Things about Espnet

Espnet toolkit has got some great recent developments as described in Recent Developments on ESPnet Toolkit Boosted by Conformer

Results include great accuracy numbers, so I tried Espnet recently on librispeech. Some secrets never mentioned in the paper:

  • Librispeech LM default recipe trains 60 days on 4 GPUs. It can be 10 days if you cut it earlier.
  • Librispeech default decoder uses beam 60 and decodes test-clean whole day.
  • People recommend beam 20 that results in 4 hours decoding.
  • For something practical you need beam 2 and you get significant drop in accuracy, even worse than DNN-HMM systems.

Essentially great conformer numbers reported on readmes are for extermely slooow systems. You can’t even imagine how slow they are. Also, models are big, acoustic model tend to be about 300-500Mb in size.

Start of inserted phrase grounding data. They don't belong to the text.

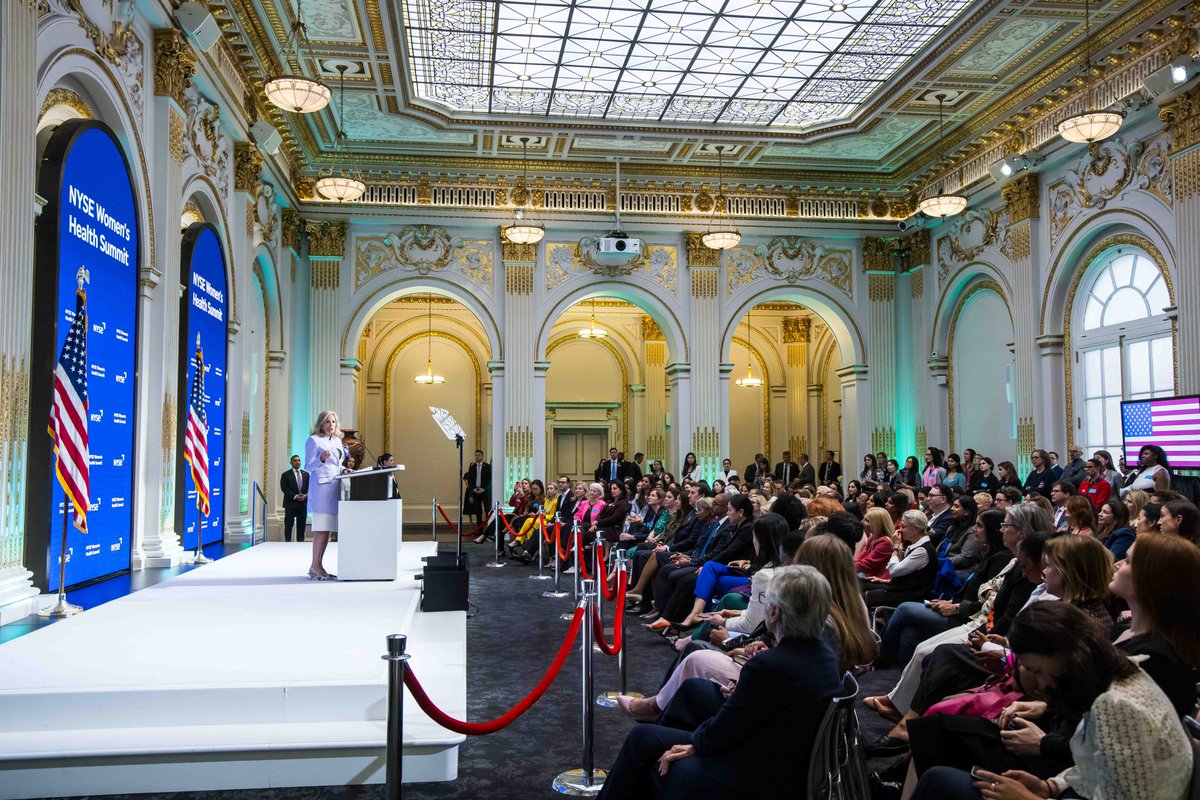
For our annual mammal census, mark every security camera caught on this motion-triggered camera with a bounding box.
[897,213,928,232]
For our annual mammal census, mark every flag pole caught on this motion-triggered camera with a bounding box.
[39,502,82,618]
[189,332,212,565]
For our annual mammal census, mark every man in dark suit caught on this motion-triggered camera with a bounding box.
[923,483,955,542]
[797,453,816,487]
[462,449,492,526]
[819,450,842,486]
[743,453,767,486]
[596,447,625,483]
[774,450,799,486]
[280,455,309,542]
[624,451,644,484]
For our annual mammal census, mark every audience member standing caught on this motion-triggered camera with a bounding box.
[280,454,309,542]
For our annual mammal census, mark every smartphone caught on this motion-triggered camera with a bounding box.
[969,766,986,781]
[709,677,729,687]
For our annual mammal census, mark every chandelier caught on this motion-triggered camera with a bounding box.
[578,298,607,339]
[502,137,544,245]
[734,306,763,388]
[1057,0,1123,144]
[917,93,968,219]
[264,0,330,114]
[314,65,365,203]
[413,295,445,385]
[702,145,741,250]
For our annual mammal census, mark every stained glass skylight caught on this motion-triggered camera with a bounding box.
[402,0,972,128]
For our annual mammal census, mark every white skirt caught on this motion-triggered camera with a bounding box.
[311,512,338,532]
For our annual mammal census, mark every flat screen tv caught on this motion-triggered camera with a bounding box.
[1121,394,1200,470]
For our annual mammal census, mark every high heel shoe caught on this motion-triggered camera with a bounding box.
[644,618,672,631]
[308,568,336,581]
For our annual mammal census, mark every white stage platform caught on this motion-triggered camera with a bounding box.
[0,542,466,799]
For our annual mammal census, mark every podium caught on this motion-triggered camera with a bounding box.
[325,466,405,581]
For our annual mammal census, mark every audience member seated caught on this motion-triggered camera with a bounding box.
[594,480,632,544]
[597,567,843,800]
[855,507,896,580]
[1063,495,1097,538]
[909,603,1193,800]
[942,494,982,577]
[1095,499,1135,560]
[1160,497,1200,545]
[863,510,938,608]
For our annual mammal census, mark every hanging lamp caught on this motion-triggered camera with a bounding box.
[314,65,366,202]
[413,296,445,385]
[1057,0,1123,144]
[917,93,968,218]
[578,298,607,339]
[264,0,330,114]
[502,137,545,245]
[735,306,763,388]
[702,145,741,250]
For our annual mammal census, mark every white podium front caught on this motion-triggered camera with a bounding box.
[337,499,403,580]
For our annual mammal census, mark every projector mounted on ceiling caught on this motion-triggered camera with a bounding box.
[583,160,643,266]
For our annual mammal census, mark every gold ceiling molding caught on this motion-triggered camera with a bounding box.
[38,88,94,121]
[153,28,197,106]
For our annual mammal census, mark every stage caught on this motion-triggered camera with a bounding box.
[0,541,466,799]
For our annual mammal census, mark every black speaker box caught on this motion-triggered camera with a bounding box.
[421,553,469,612]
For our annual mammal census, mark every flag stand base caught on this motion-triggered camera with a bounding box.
[38,598,83,618]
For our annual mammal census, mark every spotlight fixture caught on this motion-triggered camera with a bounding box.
[702,145,742,250]
[502,137,545,245]
[917,93,968,219]
[413,295,445,385]
[314,65,366,202]
[734,306,763,388]
[264,0,330,114]
[578,298,608,339]
[987,153,1042,184]
[1143,56,1200,100]
[1057,0,1123,144]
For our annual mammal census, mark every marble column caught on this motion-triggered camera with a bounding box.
[134,30,196,569]
[807,383,824,457]
[1036,336,1067,452]
[1160,90,1200,393]
[837,365,870,468]
[782,317,811,456]
[0,0,39,617]
[641,315,668,463]
[499,231,539,490]
[685,233,721,480]
[1001,174,1040,473]
[628,383,646,457]
[906,238,931,460]
[305,220,347,419]
[266,349,287,532]
[338,357,361,429]
[666,363,691,472]
[863,238,897,457]
[926,355,950,449]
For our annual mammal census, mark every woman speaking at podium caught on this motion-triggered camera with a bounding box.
[305,410,348,580]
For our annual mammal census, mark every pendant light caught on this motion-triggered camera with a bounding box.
[413,295,445,385]
[735,306,763,388]
[314,65,366,202]
[502,137,545,245]
[917,93,968,219]
[1057,0,1123,144]
[702,145,741,250]
[578,298,607,339]
[264,0,330,114]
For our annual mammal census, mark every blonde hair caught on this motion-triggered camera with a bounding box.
[1124,489,1150,521]
[974,492,993,509]
[863,508,893,540]
[795,536,879,668]
[311,410,343,439]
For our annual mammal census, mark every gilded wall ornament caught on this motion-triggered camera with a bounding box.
[726,237,853,296]
[1001,173,1039,223]
[907,230,932,268]
[168,108,185,165]
[152,28,196,107]
[281,209,303,250]
[306,220,348,259]
[253,182,279,246]
[233,142,263,194]
[1160,81,1200,154]
[683,231,720,268]
[544,242,678,292]
[641,315,665,341]
[936,207,1004,285]
[39,88,94,121]
[183,88,231,184]
[862,236,896,273]
[354,228,493,290]
[500,227,538,264]
[867,274,894,302]
[782,317,811,343]
[48,0,138,67]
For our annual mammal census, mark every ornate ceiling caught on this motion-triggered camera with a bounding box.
[206,0,1190,200]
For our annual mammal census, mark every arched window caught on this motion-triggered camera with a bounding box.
[1074,249,1173,459]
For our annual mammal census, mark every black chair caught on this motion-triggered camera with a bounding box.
[806,671,870,799]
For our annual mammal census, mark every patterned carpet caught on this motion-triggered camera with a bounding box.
[35,538,902,800]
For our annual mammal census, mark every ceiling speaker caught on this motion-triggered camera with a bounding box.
[175,2,220,53]
[250,120,282,155]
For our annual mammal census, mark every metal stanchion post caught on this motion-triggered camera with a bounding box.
[562,521,581,620]
[431,497,437,541]
[39,505,82,618]
[553,580,606,796]
[486,501,505,568]
[530,513,551,581]
[382,633,410,800]
[597,552,642,707]
[544,519,570,599]
[592,531,605,655]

Speed is not a problem actually, you can still use those big models with distillation setup or with teacher-student setup and train more accurate semi-supervised models with the custom data. You just can’t use those models in production. A recent paper on the subject Uncertainty in Structured Prediction demonstrates you can get a lot from the mixture of experts. Between, you can combine many such expert models from different vendors to get really amazing results. And remember recent Switch transformer from Google Brain which targets similar directions.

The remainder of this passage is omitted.